Additionally, I believe the lack of success stems from an inability to consider how to implement digital transformation tools and initiatives in a practical way. Technologies like quantum computing and 5G are still years from being fully realized, but your digital transformation journey can begin today. IoT, cloud, predictive analytics, and other technologies are all converging into real-world applications that are enabling businesses to become more agile and efficient, pursue data-driven decisions, and create a better customer experience. In order to realize these benefits, we’ll need to shift our thinking about digital transformation stages as an ongoing process, focusing on the small steps that can be taken today.
Pursuing a digital transformation journey for its own sake, or out of a fear of being left behind, will never result in the best outcome. While success is never guaranteed, we can learn from our and others’ experiences, with a focus on tangible changes that will impact the bottom line.
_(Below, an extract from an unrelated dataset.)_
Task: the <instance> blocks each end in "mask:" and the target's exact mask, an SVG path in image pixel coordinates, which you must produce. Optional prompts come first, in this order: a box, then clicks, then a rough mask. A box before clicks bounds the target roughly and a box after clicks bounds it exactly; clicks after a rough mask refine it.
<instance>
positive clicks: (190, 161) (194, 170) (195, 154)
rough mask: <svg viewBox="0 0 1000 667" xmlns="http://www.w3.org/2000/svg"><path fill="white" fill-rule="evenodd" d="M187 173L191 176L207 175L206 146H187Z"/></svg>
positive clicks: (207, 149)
As Henry Ford once said, “Failure is simply the opportunity to begin again, this time more intelligently.”
If you are among the many that need help getting your digital transformation jump-started, I recommend the following.
- Consider ways to grow small successes into big ones. Looking across your digital transformation stages and initiatives, is there one department or project that is seeing success or in the greatest need of being freed from legacy constraints? Lessons learned in one area can often be applied to others. For example, you may have found that employing digital transformation tools such as chatbots has helped to vastly improve your customer service ratings and efficiency. That same technology can be leveraged in other areas, such as using bots to improve your relationships and communication with suppliers and partners.
- Don’t commit to a single strategy. A digital transformation journey doesn’t come in a one-size-fits-all package. Just because a particular strategy worked for one company in your industry, doesn’t mean it will work for yours, as your culture and leadership may be completely different. For example, one company may be comfortable with taking more risks, while the other would rather invest in only proven strategies. In my current role, I work with all types of companies in different industries and understand the value of having a flexible approach, which can be adapted to meet the unique needs of your organization.
- Be strategic about your investments. Even if you aren’t directly working with technologies like quantum computing and 5G today, it’s important to plan for the ways in which the growth of those technologies will impact your business. The better you can anticipate changes and incorporate them into your strategy today, the more resilient your business will be long term. For example, the growth of Anything as a Service models (XaaS), which are encompassing software, platforms, infrastructure, and many other areas, may be a good option to enable you to test different options and allow for future flexibility without requiring a deep investment today.
It’s clear that in the post-pandemic world, digital transformation is here today and the foreseeable future. Instead of treating it as a far-off ideal, we need to start by being pragmatic about the small changes we can implement today to drive long-term transformation.